SOUND: LITTLE GUYS, BIG PUNCH
Minisystems, in which a CD player, radio, and sometimes even a tape player come in a neat little setup, have always occupied the bottom rung on the stereo ladder. High on convenience, they have been short on style and sound.
No longer. Makers know the tastes and needs of listeners are changing. Consumers want personal systems for offices and homes. Even those who already own home theaters may want a small, stylish unit for the bedroom, den, or vacation home. So makers are introducing ''lifestyle'' products that place form on the same footing as function. Luckily, new technology has bred some stellar sound into these workhorses.
TRENDY. Not that these systems come cheap. The minisystems of yore could be found in superstores for $300 or $400, but the upscale minis are often sold through trendy retailers such as Brookstone Co. or tony direct-mail catalogs at near $2,000.
But for that kind of money you get sound and style aplenty. Most feature multiple-disk CD changers as well as high-quality FM tuners. Some come equipped with auto-reverse tape decks or even the minidisk--which is a smaller version of the CD that can be used for high-quality recordings. With their improved power and components, these upscale minis provide maximum sound.
Most distinctively, though, these systems just plain look good. You won't have to worry about a cheap-looking plastic box sitting atop your teak shelves. Marantz' Arch places the twin speakers at opposite ends of an arching central unit. The CD changer is hidden behind a darkened front panel. All that is visible is a digital clock highlighted by two recessed, incandescent lights. The Arch comes in finishes as exotic as cherry-hued ''California walnut,'' or faux black marble. ''The thinking was to move beyond the traditional black-box approach to stereo,'' says Marantz USA General Manager John McCready.
The unusual shape yielded acoustic benefits. Because of the unit's slender design, placing an amplifier inside was impossible. So amps were placed within each speaker. The result? Dynamic sound that uses its 60- watts per channel to deliver rich bass and clean, crisp treble.

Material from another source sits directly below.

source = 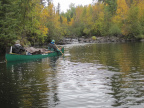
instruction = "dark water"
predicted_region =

Bose Audio, a pioneer of audio technology, takes a different tack. Its all-in-one Acoustic Wave system features a unique internal air chamber in which seven feet of ductwork are folded, allowing sound to interact acoustically with the interior surfaces of the unit. The lightweight unit can be carried easily from room to room. The Wave, available by mail from Bose (800 444-2673), sports a CD player and a sensitive AM/FM radio.
If recording ability is a concern, consider the Sony MJ-L1 or the Denon D-C1. The Sony has the requisite CD player and AM/FM tuner, and Sony's minidisk system--the latest in recording technology. More than an hour of music can be captured on one minidisk about the size of a computer diskette. The minidisk, popular in Europe and Japan, lets you record while the CD player offers just playback. And the Sony's slim, flat styling is more typical of higher-end audio equipment than traditional minisystems.
HIGH PRAISE. Denon, a leader in quality CD and radio players, offers the most conventional product. Its D-C1 is a handsome update of traditional black-box minisystems. But Denon uses larger speakers than those found on inexpensive minis. ''There is always going to be some tradeoff in sound quality if the boxes get too physically small,'' says Steven Baker, Denon's vice-president for sales and marketing. The D-C1 features a 6-disk CD changer as well as an auto-reverse cassette tape. With the minimal power of 15-watts per channel, Denon manages to project a robust sound that has won accolades from European hi-fi magazines.
When it comes to minisystems, audio and aesthetics are no longer mutually exclusive. You will pay more, but these units are as easy on the eyes as they are on the ears.